The scientists stress that the risk of Schmallenberg to humans is minimal as none of the closely related bunyaviruses are able to infect us. But still they suggest that farmers and vets use appropriate hygiene measures when dealing with infected animals. Although, to date nobody has reported being infected but then nobody has looked so as we develop appropriate tests we may detect that many farmers have actually been infected.

Virus movement from NW-Europe continent to UK. Where else will it appear?
Because we are following this outbreak of disease in real-time we currently have very little information on how this is going to play out over the next couple of months,we do have a lot of speculation however. Of the important questions that need answered are: how come this virus is only appearing now? Where was it before this? How is the virus spread? Is it - as we suspect - by midges? And if so, what kind? How many animals have been infected by the virus? If we know this we can finally calculate how dangerous it actually is. Is it likely to spread further? When lambing season kicks into full swing are we going to see a huge rise in cases? And finally, is it worth it to develop a vaccine against it? Lets hope we can draw on some of our experiences with bluetongue virus, which bears an extreme similarity to this outbreak but occurred five years earlier.

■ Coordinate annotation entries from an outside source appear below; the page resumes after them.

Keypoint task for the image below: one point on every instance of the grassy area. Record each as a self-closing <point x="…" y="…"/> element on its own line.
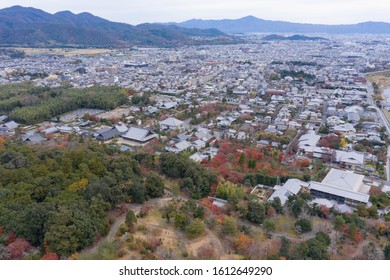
<point x="106" y="251"/>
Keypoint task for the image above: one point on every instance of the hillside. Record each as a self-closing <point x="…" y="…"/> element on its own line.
<point x="253" y="24"/>
<point x="33" y="27"/>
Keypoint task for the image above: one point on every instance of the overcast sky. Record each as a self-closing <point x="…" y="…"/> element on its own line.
<point x="139" y="11"/>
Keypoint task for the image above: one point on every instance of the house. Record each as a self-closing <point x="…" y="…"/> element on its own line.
<point x="66" y="129"/>
<point x="172" y="124"/>
<point x="180" y="137"/>
<point x="33" y="138"/>
<point x="345" y="187"/>
<point x="139" y="134"/>
<point x="107" y="134"/>
<point x="3" y="118"/>
<point x="308" y="141"/>
<point x="179" y="147"/>
<point x="350" y="160"/>
<point x="291" y="187"/>
<point x="9" y="126"/>
<point x="345" y="129"/>
<point x="122" y="128"/>
<point x="50" y="130"/>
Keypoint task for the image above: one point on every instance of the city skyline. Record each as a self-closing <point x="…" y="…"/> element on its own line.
<point x="302" y="11"/>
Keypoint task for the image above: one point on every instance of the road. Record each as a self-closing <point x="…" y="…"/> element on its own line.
<point x="385" y="122"/>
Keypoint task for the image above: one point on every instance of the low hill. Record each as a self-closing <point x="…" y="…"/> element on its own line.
<point x="33" y="27"/>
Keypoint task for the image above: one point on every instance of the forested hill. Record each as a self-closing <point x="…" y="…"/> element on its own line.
<point x="28" y="104"/>
<point x="253" y="24"/>
<point x="33" y="27"/>
<point x="56" y="200"/>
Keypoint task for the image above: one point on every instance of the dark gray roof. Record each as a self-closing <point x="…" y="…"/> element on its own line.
<point x="139" y="134"/>
<point x="33" y="138"/>
<point x="108" y="134"/>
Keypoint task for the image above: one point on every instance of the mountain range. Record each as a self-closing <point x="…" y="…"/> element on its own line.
<point x="252" y="24"/>
<point x="33" y="27"/>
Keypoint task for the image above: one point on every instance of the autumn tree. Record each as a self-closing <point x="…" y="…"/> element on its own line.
<point x="303" y="225"/>
<point x="269" y="225"/>
<point x="154" y="185"/>
<point x="195" y="229"/>
<point x="229" y="226"/>
<point x="256" y="212"/>
<point x="386" y="251"/>
<point x="130" y="218"/>
<point x="18" y="248"/>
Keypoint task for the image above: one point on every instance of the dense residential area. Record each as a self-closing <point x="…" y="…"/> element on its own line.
<point x="270" y="149"/>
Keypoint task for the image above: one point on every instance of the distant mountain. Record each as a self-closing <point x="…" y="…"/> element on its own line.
<point x="274" y="37"/>
<point x="253" y="24"/>
<point x="33" y="27"/>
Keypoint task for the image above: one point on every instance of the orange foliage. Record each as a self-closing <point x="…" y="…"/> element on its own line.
<point x="375" y="191"/>
<point x="11" y="237"/>
<point x="50" y="257"/>
<point x="2" y="142"/>
<point x="303" y="162"/>
<point x="271" y="213"/>
<point x="359" y="237"/>
<point x="208" y="203"/>
<point x="243" y="241"/>
<point x="18" y="248"/>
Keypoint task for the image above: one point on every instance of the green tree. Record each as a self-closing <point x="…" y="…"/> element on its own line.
<point x="386" y="251"/>
<point x="229" y="226"/>
<point x="241" y="160"/>
<point x="303" y="225"/>
<point x="277" y="205"/>
<point x="195" y="228"/>
<point x="130" y="218"/>
<point x="269" y="225"/>
<point x="154" y="185"/>
<point x="285" y="247"/>
<point x="339" y="222"/>
<point x="256" y="212"/>
<point x="181" y="221"/>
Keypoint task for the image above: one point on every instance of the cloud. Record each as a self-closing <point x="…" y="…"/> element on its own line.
<point x="312" y="11"/>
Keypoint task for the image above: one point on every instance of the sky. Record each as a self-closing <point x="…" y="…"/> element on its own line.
<point x="140" y="11"/>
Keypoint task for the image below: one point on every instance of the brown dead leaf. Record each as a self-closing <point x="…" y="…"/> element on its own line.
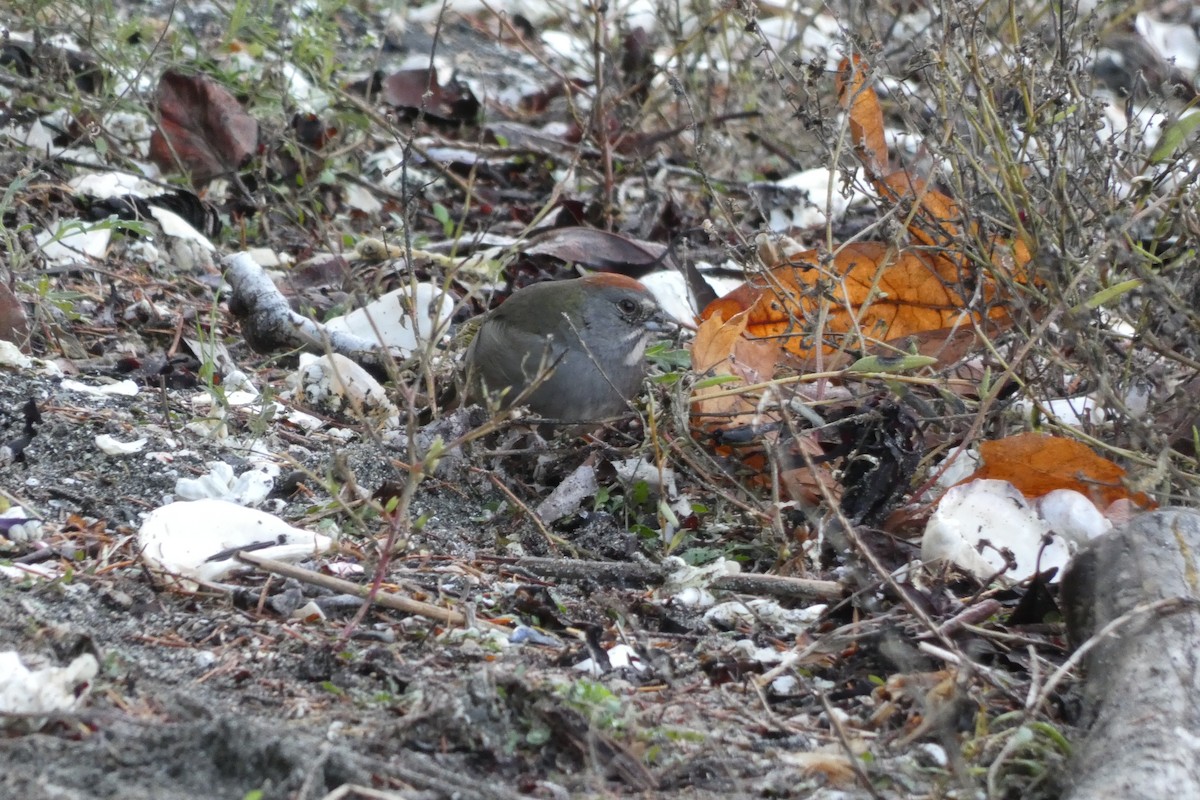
<point x="865" y="294"/>
<point x="599" y="250"/>
<point x="720" y="349"/>
<point x="1038" y="463"/>
<point x="419" y="91"/>
<point x="203" y="130"/>
<point x="13" y="323"/>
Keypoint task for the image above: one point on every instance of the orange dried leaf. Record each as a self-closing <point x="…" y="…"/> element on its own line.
<point x="865" y="115"/>
<point x="868" y="294"/>
<point x="1038" y="463"/>
<point x="720" y="349"/>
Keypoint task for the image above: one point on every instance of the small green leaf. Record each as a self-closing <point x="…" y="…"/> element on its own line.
<point x="1174" y="136"/>
<point x="442" y="215"/>
<point x="892" y="364"/>
<point x="1107" y="295"/>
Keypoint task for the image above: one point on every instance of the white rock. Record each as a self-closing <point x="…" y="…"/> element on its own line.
<point x="1073" y="516"/>
<point x="51" y="690"/>
<point x="389" y="319"/>
<point x="180" y="537"/>
<point x="975" y="521"/>
<point x="337" y="384"/>
<point x="113" y="446"/>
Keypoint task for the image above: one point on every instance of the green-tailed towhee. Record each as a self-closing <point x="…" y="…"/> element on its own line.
<point x="583" y="340"/>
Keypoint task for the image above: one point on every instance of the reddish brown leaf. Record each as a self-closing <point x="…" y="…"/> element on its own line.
<point x="1038" y="463"/>
<point x="598" y="250"/>
<point x="418" y="90"/>
<point x="13" y="323"/>
<point x="202" y="128"/>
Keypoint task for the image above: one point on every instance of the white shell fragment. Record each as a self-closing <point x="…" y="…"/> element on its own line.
<point x="51" y="690"/>
<point x="761" y="612"/>
<point x="180" y="537"/>
<point x="1073" y="516"/>
<point x="619" y="657"/>
<point x="118" y="389"/>
<point x="807" y="199"/>
<point x="389" y="319"/>
<point x="337" y="384"/>
<point x="112" y="446"/>
<point x="219" y="483"/>
<point x="75" y="240"/>
<point x="569" y="494"/>
<point x="976" y="521"/>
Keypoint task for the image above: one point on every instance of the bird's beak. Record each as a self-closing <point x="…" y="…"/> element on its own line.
<point x="661" y="323"/>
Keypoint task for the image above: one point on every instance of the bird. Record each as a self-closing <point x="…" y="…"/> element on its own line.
<point x="571" y="350"/>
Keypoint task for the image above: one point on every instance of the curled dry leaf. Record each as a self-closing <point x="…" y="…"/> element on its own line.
<point x="723" y="350"/>
<point x="1038" y="463"/>
<point x="202" y="128"/>
<point x="827" y="306"/>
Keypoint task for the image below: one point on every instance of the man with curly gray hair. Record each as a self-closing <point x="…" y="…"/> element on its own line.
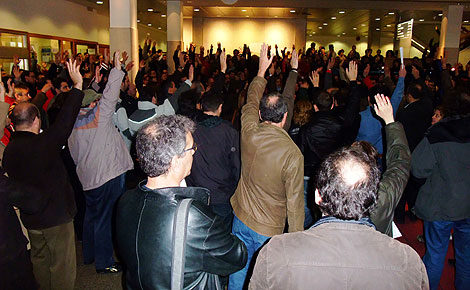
<point x="147" y="216"/>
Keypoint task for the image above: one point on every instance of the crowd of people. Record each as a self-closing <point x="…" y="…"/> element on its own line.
<point x="281" y="170"/>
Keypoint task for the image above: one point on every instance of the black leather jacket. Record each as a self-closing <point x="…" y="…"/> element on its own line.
<point x="144" y="227"/>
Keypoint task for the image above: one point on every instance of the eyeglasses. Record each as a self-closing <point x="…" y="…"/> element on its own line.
<point x="189" y="149"/>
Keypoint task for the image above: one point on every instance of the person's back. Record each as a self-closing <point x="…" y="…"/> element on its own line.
<point x="147" y="217"/>
<point x="338" y="256"/>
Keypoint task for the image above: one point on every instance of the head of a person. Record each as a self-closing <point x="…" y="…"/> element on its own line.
<point x="60" y="85"/>
<point x="302" y="112"/>
<point x="347" y="184"/>
<point x="413" y="93"/>
<point x="273" y="109"/>
<point x="165" y="146"/>
<point x="323" y="102"/>
<point x="439" y="114"/>
<point x="26" y="117"/>
<point x="212" y="103"/>
<point x="22" y="93"/>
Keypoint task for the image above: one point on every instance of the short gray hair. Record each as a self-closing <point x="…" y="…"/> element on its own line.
<point x="160" y="140"/>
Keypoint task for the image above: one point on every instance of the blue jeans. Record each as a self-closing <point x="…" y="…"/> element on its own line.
<point x="253" y="241"/>
<point x="308" y="216"/>
<point x="437" y="235"/>
<point x="97" y="230"/>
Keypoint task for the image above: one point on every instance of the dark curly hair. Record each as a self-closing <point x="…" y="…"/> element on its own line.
<point x="348" y="184"/>
<point x="272" y="108"/>
<point x="160" y="140"/>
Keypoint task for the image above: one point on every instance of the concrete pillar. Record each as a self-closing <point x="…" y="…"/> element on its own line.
<point x="373" y="39"/>
<point x="451" y="26"/>
<point x="174" y="24"/>
<point x="123" y="34"/>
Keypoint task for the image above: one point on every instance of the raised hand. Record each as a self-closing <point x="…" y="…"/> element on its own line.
<point x="264" y="61"/>
<point x="402" y="71"/>
<point x="191" y="73"/>
<point x="383" y="108"/>
<point x="124" y="57"/>
<point x="315" y="78"/>
<point x="351" y="72"/>
<point x="130" y="65"/>
<point x="223" y="61"/>
<point x="97" y="74"/>
<point x="294" y="61"/>
<point x="117" y="61"/>
<point x="74" y="72"/>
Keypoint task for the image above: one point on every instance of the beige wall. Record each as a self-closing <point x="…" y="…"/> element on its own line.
<point x="155" y="34"/>
<point x="57" y="18"/>
<point x="233" y="33"/>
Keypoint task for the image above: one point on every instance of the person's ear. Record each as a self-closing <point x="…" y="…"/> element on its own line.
<point x="318" y="199"/>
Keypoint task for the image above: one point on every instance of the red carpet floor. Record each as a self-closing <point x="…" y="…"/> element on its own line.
<point x="410" y="230"/>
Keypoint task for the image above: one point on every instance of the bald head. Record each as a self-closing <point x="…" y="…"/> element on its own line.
<point x="348" y="183"/>
<point x="24" y="115"/>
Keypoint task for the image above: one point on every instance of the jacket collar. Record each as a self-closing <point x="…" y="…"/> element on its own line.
<point x="146" y="105"/>
<point x="330" y="219"/>
<point x="197" y="193"/>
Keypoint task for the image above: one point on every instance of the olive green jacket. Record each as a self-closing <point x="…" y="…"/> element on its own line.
<point x="394" y="179"/>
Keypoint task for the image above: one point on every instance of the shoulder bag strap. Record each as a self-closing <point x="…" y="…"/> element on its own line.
<point x="180" y="224"/>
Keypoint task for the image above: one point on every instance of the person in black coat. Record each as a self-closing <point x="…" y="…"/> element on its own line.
<point x="216" y="165"/>
<point x="16" y="268"/>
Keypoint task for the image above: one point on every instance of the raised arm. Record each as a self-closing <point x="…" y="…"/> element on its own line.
<point x="250" y="116"/>
<point x="110" y="96"/>
<point x="396" y="176"/>
<point x="289" y="89"/>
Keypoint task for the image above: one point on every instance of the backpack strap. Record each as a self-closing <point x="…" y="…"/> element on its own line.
<point x="180" y="223"/>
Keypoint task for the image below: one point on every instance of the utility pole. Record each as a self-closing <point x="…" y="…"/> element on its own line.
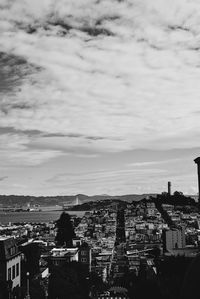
<point x="28" y="286"/>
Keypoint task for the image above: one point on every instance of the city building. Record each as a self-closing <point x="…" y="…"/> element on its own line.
<point x="10" y="261"/>
<point x="173" y="239"/>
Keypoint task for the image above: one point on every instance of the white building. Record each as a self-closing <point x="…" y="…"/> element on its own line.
<point x="174" y="239"/>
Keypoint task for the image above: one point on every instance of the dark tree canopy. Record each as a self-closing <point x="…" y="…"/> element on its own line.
<point x="65" y="230"/>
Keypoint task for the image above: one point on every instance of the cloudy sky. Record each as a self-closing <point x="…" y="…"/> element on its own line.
<point x="99" y="96"/>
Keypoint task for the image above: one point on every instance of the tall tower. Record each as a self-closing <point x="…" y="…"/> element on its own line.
<point x="197" y="161"/>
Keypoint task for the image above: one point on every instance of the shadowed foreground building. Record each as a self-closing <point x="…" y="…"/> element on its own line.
<point x="197" y="161"/>
<point x="10" y="262"/>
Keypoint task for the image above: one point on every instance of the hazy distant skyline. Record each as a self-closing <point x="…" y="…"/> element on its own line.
<point x="99" y="96"/>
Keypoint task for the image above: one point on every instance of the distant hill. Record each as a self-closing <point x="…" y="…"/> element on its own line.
<point x="20" y="200"/>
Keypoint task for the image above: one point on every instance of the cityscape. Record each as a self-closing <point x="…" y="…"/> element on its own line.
<point x="116" y="249"/>
<point x="99" y="149"/>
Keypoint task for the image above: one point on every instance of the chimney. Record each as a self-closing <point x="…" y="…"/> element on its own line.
<point x="197" y="161"/>
<point x="169" y="188"/>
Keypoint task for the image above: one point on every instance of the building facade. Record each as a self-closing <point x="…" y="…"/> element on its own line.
<point x="10" y="262"/>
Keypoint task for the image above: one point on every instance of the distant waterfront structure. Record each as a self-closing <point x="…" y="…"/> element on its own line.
<point x="74" y="203"/>
<point x="197" y="161"/>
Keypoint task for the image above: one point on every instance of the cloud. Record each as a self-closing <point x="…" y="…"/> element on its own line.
<point x="14" y="151"/>
<point x="131" y="88"/>
<point x="93" y="78"/>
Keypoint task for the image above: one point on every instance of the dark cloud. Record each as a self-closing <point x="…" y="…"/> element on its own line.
<point x="11" y="130"/>
<point x="13" y="70"/>
<point x="3" y="178"/>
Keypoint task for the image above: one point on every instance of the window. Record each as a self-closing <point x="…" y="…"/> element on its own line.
<point x="9" y="273"/>
<point x="13" y="272"/>
<point x="17" y="269"/>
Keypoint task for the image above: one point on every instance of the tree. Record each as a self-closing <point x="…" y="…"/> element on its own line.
<point x="69" y="280"/>
<point x="65" y="230"/>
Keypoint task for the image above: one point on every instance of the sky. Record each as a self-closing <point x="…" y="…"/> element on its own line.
<point x="99" y="96"/>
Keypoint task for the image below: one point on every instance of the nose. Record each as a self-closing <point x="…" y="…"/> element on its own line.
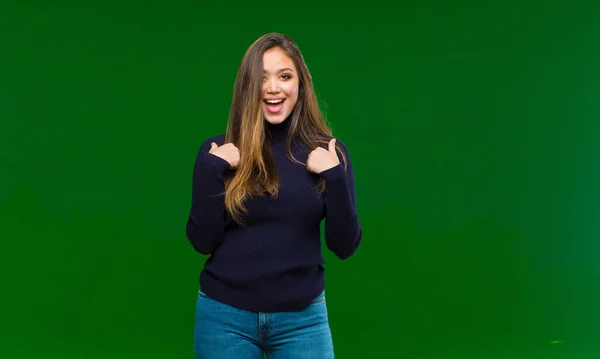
<point x="272" y="85"/>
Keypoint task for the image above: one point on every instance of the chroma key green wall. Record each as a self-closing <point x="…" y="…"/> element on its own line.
<point x="473" y="129"/>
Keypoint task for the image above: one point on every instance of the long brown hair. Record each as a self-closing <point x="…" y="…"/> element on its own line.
<point x="255" y="174"/>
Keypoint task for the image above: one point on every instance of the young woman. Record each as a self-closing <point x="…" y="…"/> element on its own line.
<point x="259" y="194"/>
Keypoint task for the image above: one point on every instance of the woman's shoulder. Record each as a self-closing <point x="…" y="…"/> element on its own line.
<point x="218" y="139"/>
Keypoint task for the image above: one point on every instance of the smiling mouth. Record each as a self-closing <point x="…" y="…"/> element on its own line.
<point x="274" y="102"/>
<point x="274" y="106"/>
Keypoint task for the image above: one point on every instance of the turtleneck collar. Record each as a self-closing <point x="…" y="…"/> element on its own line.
<point x="279" y="130"/>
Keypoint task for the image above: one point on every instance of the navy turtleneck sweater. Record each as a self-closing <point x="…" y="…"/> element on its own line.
<point x="274" y="262"/>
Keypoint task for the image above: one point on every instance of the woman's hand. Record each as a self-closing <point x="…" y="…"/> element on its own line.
<point x="228" y="152"/>
<point x="320" y="159"/>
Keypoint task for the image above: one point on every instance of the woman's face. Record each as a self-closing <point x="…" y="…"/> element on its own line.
<point x="280" y="86"/>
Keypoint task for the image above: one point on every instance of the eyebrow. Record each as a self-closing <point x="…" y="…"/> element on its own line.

If the virus does appear to be here to stay and we decide that a vaccine is the best thing to develop, lucky there is a research group in Scotland at the University of St Andrews that specializes in vaccines against bunyaviruses. But lets see how it plays out in the coming months: there's no point rushing head first into the unknown.

ResearchBlogging.orgHoffmann, B., Scheuch, M., Höper, D., Jungblut, R., Holsteg, M., Schirrmeier, H., Eschbaumer, M., Goller, K., Wernike, K., Fischer, M., Breithaupt, A., Mettenleiter, T., & Beer, M. (2012). Novel Orthobunyavirus in Cattle, Europe, 2011 Emerging Infectious Diseases, 18 (3), 469-472 DOI: 10.3201/eid1803.111905

UPDATE with excellent articles on this topic for further reading:
My first news on the outbreak over at Wired from ScienceNow

UK Guardian article from the 23rd January covering the initial discovery of the virus in German/Dutch farms

Maryn McKenna of Superbug fame over at Wired blogs last week discussing the news of it's spread to the UK.


  1. You didn't first learn about the virus at TWiV? (#166, Letters, 15 January 2012). It's not reading, but equally valuable.

    1. I hadn't noticed that at the time - your listeners are on the ball. It's just interesting watching this play out in real time, especially with it moving so fast.